Look out internet shoppers, two electronic systems called “dynamic pricing,” and “differential pricing,” are stalking you. Dynamic pricing is the program retailers use to adjust to supply and demand. Airlines determine fares with it, for example, and so do hotels. The higher the demand, the higher the price. That comes as no surprise to anyone. Differential pricing is less well known and most offensive. In this case, price has nothing to do with availability. The determination is based on what the system imagines you will pay based upon your past buying habits and your debt load. And if you think customer loyalty will cut you a deal, think again. Because you’re a regular, you’re likely to pay a higher price than someone who’s new to the store or product.
All this discrimination is brought to you through the courtesy of Big Data. Retailing today is all about snooping and adjusting prices accordingly. But there are ways to combat differential pricing and Sara Mangla offers some advice. (“Capture Those Fleeting Deals,” by Sara Mangla, Money Magazine, September 2014, pgs. 25-26)

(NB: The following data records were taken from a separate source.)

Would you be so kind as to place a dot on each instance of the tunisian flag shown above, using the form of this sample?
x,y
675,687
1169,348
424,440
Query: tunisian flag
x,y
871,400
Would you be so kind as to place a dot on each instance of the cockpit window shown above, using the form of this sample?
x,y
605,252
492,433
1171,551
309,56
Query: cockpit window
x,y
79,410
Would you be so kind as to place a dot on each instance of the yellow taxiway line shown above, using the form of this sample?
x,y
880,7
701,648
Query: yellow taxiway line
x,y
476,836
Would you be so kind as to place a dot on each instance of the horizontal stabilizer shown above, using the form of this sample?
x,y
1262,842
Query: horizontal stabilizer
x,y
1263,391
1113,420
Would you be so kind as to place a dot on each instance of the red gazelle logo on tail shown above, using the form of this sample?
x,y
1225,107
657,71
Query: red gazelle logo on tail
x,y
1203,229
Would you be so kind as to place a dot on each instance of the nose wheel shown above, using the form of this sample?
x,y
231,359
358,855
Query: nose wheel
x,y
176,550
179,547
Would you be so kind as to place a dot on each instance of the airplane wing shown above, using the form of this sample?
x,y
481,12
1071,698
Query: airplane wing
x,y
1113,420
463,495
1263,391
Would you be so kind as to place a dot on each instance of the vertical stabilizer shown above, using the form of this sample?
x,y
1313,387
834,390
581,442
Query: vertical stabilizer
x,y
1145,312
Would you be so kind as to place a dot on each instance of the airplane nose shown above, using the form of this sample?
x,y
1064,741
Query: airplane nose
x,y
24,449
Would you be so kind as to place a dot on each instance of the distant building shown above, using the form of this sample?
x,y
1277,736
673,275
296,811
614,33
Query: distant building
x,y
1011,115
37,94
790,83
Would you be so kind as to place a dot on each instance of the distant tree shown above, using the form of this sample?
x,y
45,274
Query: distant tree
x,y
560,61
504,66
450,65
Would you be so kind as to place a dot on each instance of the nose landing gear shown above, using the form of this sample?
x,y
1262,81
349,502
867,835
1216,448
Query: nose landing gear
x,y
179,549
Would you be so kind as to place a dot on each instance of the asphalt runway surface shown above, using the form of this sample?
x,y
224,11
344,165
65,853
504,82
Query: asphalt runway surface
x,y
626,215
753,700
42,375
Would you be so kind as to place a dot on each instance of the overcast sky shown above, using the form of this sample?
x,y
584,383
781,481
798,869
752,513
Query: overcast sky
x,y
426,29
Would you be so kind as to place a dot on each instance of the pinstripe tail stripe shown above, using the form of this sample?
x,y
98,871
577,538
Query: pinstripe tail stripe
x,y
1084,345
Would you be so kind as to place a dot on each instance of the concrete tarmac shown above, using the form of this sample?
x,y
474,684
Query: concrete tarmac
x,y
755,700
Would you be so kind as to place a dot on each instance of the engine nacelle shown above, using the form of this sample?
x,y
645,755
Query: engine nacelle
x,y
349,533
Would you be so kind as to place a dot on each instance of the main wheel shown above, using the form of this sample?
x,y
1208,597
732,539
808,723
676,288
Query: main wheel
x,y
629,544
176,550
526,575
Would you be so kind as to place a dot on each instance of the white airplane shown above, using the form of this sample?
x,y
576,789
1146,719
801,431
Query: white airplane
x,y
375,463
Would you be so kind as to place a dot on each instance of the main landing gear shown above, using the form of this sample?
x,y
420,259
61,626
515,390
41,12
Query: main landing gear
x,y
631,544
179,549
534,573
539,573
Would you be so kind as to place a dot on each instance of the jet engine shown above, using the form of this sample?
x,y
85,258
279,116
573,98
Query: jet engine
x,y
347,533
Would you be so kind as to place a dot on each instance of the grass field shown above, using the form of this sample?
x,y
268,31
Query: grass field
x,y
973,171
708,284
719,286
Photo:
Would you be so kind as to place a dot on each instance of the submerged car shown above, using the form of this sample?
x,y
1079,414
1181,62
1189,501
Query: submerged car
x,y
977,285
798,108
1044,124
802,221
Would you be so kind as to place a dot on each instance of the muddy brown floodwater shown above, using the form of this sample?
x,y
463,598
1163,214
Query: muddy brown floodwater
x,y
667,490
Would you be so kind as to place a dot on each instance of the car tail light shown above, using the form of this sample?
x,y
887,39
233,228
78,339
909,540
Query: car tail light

First, you can begin by reading, How to Save Your Money and Find Better Service in a World of Schemes, Swindles and Shady Deals, by Christopher Elliott. Second, clear your browser of cookies from time to time. Don’t know how to do that? …try opening a ‘private’ window on Firefox or an ‘incognito’ window on Chrome or turn on ‘private browsing’ in Safari, all of which let you surf without saving cookies. (Ibid pg. 26) Internet Explorer offers nothing to counter cookies but free programs exist that will do it for you. Do not Follow is one of the most popular.
Second, use multiple browsers or devices. A different IP address can turn up a different price, even if you’ve cleared cookies. (Ibid, pg 26.) And here’s a trick Mangla says is worth trying. After you’ve shopped and filled your internet cart, don’t execute the order. Let it sit for a few days. When merchandisers see unexecuted sales, some of them get nervous and will send a discount coupon to sweeten the deal. According to her, Macy’s, Williams-Sonoma and Bed Bath and Beyond respond well to this strategy. (Ibid pg. 26) It worked for me once and I wasn’t trying. My computer froze.
Finally, Camelcamelcame.com lets you do a price watch for Amazon to get the best buys. Invisible Hand is a browser extension you can install for Chrome, Firefox and Safari which offers similar price watches. (Ibid pg. 26)
It’s a consumer jungle out there as we all know. You have to keep your wits about you if you want to escape the cookie monster.